Muslims and Christians joined hands and formed human shields to protect each other from riot police as members of the different faiths prayed during the protests in Cairo.
Alongside banners demanding Mubarak’s resignation and an end to emergency rule, protesters held aloft posters of the Christian cross and Islamic crescent together against the red white and black of Egypt’s flag.
“Egypt has been victorious over what they called sectarian strife,” respected Muslim preacher Sheikh Youssef al-Qaradawi told millions gathered in Cairo’s Tahrir (Liberation) Square on Friday.
“Here in Tahrir, the Christian and Muslim stood side by side,” said Qaradawi. “This cursed strife is no more.”
Some of Egypt’s Copts, who make up a tenth of Egypt’s 79 million population, say it will take more than effusive displays of interfaith unity to heal the wounds of the past.
“I am still afraid of what will happen in the future,” said Marie, a tourism worker in her late 20s. “More guarantees are needed that Copts will live freely and be treated fairly.”
Others say they have already noticed a positive change.
Lawyer Peter el-Naggar, who spent years defending the right of Christians to have their religion recognized, said officials were often reluctant to recognise a Christian’s religion, but this changed when Mubarak’s government fell.
“The Ministry of Interior has issued a decision saying everyone who has a church document stating that his faith is Christianity will be recognized as such by the state,” he said.
Leaders of both religions tend to emphasise sectarian harmony but communal tensions sometimes boil up into violence, often sparked by land disputes, cross-faith relationships or church construction permits.
Last year saw more than the usual share of strife.
A drive-by shooting outside a church killed six Christians and a Muslim policeman in January.

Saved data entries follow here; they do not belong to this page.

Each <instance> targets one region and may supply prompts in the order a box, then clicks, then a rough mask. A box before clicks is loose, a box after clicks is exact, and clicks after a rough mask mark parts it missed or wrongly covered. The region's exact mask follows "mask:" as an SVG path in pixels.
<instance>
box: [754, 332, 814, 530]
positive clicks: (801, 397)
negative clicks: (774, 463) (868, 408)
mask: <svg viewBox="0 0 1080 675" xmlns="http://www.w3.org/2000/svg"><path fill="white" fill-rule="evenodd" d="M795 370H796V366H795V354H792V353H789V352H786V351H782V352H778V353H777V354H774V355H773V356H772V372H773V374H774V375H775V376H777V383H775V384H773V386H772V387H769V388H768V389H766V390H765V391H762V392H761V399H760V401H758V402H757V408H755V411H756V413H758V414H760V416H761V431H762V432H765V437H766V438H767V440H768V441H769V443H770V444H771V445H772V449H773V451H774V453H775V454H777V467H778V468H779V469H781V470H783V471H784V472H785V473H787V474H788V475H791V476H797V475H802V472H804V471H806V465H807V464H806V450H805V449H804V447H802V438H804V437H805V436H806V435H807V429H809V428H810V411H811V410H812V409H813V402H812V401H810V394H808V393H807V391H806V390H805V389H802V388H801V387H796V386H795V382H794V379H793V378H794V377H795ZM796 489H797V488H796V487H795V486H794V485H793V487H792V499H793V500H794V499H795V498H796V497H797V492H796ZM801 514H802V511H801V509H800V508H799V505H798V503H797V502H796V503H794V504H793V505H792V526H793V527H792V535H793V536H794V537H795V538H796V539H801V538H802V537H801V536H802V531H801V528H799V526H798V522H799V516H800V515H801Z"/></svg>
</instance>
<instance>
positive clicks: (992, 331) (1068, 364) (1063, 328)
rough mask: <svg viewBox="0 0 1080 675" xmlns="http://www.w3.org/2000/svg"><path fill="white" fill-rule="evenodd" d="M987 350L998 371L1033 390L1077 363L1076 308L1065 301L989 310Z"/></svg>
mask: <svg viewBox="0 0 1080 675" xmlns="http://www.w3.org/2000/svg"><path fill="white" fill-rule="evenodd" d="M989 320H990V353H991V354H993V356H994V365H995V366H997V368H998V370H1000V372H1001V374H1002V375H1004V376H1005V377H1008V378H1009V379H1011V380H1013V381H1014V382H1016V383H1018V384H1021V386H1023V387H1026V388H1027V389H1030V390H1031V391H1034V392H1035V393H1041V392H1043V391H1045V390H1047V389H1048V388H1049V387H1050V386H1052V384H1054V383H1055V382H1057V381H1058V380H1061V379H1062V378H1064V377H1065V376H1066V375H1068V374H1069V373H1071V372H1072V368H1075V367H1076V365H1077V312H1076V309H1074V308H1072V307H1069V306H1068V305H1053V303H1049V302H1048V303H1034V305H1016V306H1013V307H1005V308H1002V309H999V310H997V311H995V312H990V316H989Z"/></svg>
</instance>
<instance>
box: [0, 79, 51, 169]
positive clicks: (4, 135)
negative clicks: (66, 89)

Protests followed and homes and shops were set ablaze. Fighting in northern Egypt sparked by a land dispute led to 27 arrests in March.
In November, hundreds of Christians protesting after construction of a church was halted clashed with riot police in the Cairo suburb of Giza. Dozens of Muslims joined in.
This January, Christians took to the streets in protest after a bomb hit a church in Alexandria, killing up to 23 people. Police fired tear gas to disperse them.
The authorities stepped up security at Egypt’s churches after the Alexandria attack, but Christians say many of the extra guards withdrew as the protests against Mubarak grew.
Two churches in Sinai were attacked but Naggar sees that as part of sporadic looting that was not motivated by religion.
Social researcher Negad al-Borai blamed government repression and poverty for growing religious extremism in Egyptian society. Democracy was the only solution, he said.
“I can certainly see the people’s souls returning to them now, but obviously the harm they felt for thirty years will not go away in ten days,” he said. “If a proper democratic system is implemented, it can easily replace any religious fanaticism.”
Unemployed Christian Medhat Malak, 32, who took part in the Giza protests in November, said he was already seeing more kindness from many of his Muslim compatriots.
“I don’t feel about Muslims the way I used to,” he said. “I feel that all the Egyptian people around me are treating me nicely and with respect and decency.”
Some government officials were an exception, he said.
“I went yesterday to finish some procedural paper work and the official threw my papers in my face and treated me badly.”